Then by using conjugate gradient, I try to find the minimum potential:

oldgradient = gradient[mass];
oldpotential = potential[mass];
newpotential = potential[mass];

While[Abs[newpotential - oldpotential] > tol,
mass = mass + step*newdir;
olddir = newdir;
oldpotential = newpotential;
newpotential = potential[mass];
];


And finally, system reaches to this point:

which shows 2 and 3 are held fixed.

## Questions

1. Do you know of any internal method which does the same job in Matematica?
2. While typing the question, I found "spring embedding algorithm" in Mathematica documentation, under Graph Drawing Algorithm. This is certainly related, so can we find vertex positions using this method?
3. To speed up the code, any help would be appreciated. I tried to write potential and gradient as compiled functions, but they don't seem faster.

Although I am aware that calculating energy of each spring twice is not efficient.

cpotential = With[{w = spring},
Compile[{{z, _Real, 2}},
0.25*k*
Sum[Total[(EuclideanDistance[z[[i]], z[[#]]] - l)^2 & /@
w[[i]]], {i, Length@z}],
RuntimeAttributes -> {Listable}, RuntimeOptions -> "Speed",
Parallelization -> True
]
];

• +1 just for a fantastically written question - refreshing! – ciao Mar 25 '15 at 6:37
• @rasher: Thanks! That's great I'm hearing that from you. – Mahdi Mar 25 '15 at 6:43
• I wrote an answer that should solve the problem by "hand" with LinearSolve, you could also use directly LinearPrograming but possibly the new finite element abilities of NDSolve, in Mathematica 10, may have the means to do this all automatically, but I am still stuck with Mathematica 9 and have no means to play with it :,( . – lalmei Mar 25 '15 at 12:28

(*SeedRandom[30];*)
(*initial coordinates of masses*)

mass = RandomReal[{0, 3}, {4, 2}];
(*mass 1 is connected to {2,3} and so on*)

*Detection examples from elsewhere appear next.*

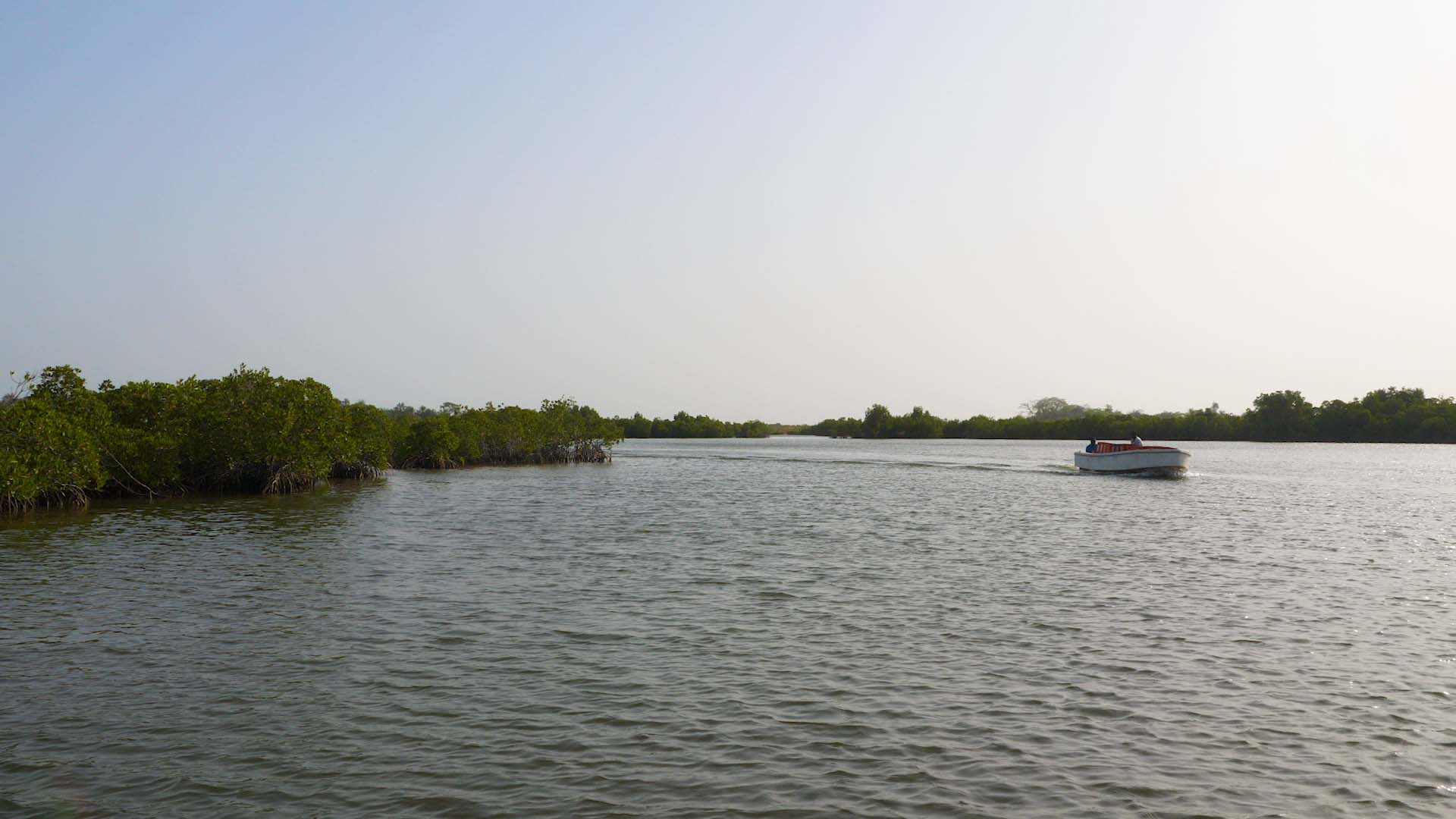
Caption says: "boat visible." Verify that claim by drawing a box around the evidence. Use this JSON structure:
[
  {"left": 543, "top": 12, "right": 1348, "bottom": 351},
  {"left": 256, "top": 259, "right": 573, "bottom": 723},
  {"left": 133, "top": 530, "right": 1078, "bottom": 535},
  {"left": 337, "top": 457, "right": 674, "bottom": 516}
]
[{"left": 1072, "top": 441, "right": 1192, "bottom": 476}]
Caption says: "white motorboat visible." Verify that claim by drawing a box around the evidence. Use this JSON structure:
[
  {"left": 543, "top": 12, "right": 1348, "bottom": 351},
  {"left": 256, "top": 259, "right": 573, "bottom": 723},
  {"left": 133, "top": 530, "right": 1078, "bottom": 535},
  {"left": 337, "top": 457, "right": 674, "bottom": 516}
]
[{"left": 1073, "top": 441, "right": 1192, "bottom": 476}]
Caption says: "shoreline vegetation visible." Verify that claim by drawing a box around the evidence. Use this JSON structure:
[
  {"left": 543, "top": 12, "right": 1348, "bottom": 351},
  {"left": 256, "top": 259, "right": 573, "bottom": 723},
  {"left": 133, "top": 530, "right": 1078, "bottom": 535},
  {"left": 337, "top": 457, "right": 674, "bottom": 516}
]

spring = {{2, 3}, {1, 4}, {1, 4}, {2, 3}};
(*spring constant*)
k = 2.;
(*spring rest length*)
l = 1.;
(*step size*)
step = 0.02;
(*tolerance*)
tol = 10^-10.;
(*pinned masses*)
pinned = {2, 3};


potential[mass_] := (0.25*k)*
Sum[Total[(EuclideanDistance[mass[[i]], mass[[#]]] - l)^2 & /@
spring[[i]]], {i, 1, Length@mass}];


Here is a function to display the current position of your masses:

showPositions[positions_] :=
Graphics[
{
AbsolutePointSize[7], Red, Point /@ positions, Black,
Table[Style[Text[ToString[j], positions[[j]]], 20], {j, 4}]
}
]

(* Display your initial positions *)

showPositions[mass]


There are many ways to minimize the energy. Here is one:

best = Minimize[
potential[{{x1, y1}, mass[[2]], mass[[3]], {x4, y4}}],
{x1, y1, x4, y4}
];

massOptimized =
{{x1, y1}, mass[[2]], mass[[3]], {x4, y4}} /. best[[2]];

showPositions[massOptimized]


The result looks like a parallelogram in which the edge lengths are all 1.

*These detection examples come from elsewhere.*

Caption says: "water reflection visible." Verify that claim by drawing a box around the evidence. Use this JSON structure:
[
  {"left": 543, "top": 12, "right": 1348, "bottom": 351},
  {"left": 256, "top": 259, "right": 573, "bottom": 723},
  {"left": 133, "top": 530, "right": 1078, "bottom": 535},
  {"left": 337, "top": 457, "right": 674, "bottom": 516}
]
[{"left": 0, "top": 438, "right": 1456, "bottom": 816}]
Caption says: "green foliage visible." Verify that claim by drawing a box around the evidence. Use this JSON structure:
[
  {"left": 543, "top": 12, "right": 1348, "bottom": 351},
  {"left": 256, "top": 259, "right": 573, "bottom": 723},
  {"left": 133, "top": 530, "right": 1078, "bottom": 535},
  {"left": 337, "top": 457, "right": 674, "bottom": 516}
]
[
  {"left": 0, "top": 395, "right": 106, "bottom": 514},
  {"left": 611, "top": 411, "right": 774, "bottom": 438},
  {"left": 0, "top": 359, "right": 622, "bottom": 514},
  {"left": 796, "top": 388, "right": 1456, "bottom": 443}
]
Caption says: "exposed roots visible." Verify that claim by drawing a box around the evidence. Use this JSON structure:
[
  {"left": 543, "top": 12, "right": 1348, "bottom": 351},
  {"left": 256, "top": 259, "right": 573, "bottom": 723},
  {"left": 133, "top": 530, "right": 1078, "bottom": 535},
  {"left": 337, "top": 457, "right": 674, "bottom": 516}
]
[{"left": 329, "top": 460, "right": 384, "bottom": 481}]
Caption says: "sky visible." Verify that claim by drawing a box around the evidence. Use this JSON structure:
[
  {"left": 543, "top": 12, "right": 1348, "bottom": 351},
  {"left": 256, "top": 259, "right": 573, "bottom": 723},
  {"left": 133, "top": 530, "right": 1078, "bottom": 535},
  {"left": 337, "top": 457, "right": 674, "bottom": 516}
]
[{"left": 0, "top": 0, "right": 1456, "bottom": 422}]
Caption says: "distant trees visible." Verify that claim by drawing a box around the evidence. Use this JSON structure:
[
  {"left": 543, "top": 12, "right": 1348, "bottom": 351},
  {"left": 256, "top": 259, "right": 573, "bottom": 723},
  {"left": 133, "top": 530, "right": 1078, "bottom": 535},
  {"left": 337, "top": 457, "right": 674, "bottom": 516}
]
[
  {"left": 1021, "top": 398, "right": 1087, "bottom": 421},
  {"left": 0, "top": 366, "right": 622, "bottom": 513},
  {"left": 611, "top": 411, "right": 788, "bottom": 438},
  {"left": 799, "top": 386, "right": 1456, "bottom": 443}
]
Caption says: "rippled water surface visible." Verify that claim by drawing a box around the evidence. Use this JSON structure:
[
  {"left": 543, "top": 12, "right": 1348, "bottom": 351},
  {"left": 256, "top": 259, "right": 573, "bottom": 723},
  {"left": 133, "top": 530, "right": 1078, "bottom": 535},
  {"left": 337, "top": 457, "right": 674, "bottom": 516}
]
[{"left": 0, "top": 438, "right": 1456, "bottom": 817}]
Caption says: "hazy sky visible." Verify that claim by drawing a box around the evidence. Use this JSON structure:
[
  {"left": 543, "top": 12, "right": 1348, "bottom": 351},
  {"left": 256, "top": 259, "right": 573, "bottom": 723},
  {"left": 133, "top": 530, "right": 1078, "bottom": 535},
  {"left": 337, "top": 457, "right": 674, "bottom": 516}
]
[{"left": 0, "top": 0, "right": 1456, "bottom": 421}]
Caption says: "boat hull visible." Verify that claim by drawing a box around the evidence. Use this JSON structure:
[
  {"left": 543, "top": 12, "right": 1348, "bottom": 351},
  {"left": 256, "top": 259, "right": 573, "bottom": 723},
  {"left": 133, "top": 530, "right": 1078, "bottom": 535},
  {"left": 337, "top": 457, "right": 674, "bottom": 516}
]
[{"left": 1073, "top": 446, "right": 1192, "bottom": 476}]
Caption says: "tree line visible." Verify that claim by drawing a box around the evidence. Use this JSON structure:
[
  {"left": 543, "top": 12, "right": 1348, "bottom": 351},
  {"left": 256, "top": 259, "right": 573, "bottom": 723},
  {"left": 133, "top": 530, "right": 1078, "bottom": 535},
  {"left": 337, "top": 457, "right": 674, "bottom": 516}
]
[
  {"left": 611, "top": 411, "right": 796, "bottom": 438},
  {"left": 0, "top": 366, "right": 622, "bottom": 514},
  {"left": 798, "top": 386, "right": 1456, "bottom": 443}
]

• Thanks for your elegant answer. I checked this answer against my own, it seems on the more complex networks, mine finds lower energies (though much slower!). – Mahdi Apr 11 '15 at 22:13
• The built-in Minimize function is a "black box" which, it seems to me, is not really able to find the lowest result in every possible kind of problem. Here is another easy way to minimize the energy in a system like yours: make a small random change in the position of one particle, do a test evaluation, and retain the change if it brings about a lower value for the energy, otherwise undo the change. Repeat this until the energy fails to decrease over a suitably large number of iterations. But if you prefer not to use any randomness in finding an answer, there are still several other methods. – Ralph Dratman Apr 12 '15 at 5:48

This method is based on the original article. First we need to convert list of spring connectivity (spring) into a graph:

g = Graph[Apply[UndirectedEdge, spring, 1], VertexCoordinates -> mass];


Then Kirchhoff (Laplacian/admittance/discrete Laplacian) matrix should be found using KirchhoffMatrix:

m = KirchhoffMatrix[g] // Normal;


We also need to incorporate pinned coordinates into m by replacing the corresponding rows to zero except the diagonal element:

f[i_] := Array[If[#1 == i, 1, 0] &, Last@Dimensions[m]];
m = m /. (m[[#]] -> f[#] & /@ pinned)


Finally the problem is reduced to solve a matrix equation ($m\mathbf{r}=\mathbf{b}$) in $x$ and $y$ direction:

bx = If[MemberQ[pinned, #], mass[[#, 1]], 0] & /@Range[First@Dimensions[m]];
by = If[MemberQ[pinned, #], mass[[#, 2]], 0] & /@Range[First@Dimensions[m]];
xrelaxed = LinearSolve[m, bx];
yrelaxed = LinearSolve[m, by];


And relaxed positions are simply:

relaxedposition = Thread[{xrelaxed, yrelaxed}];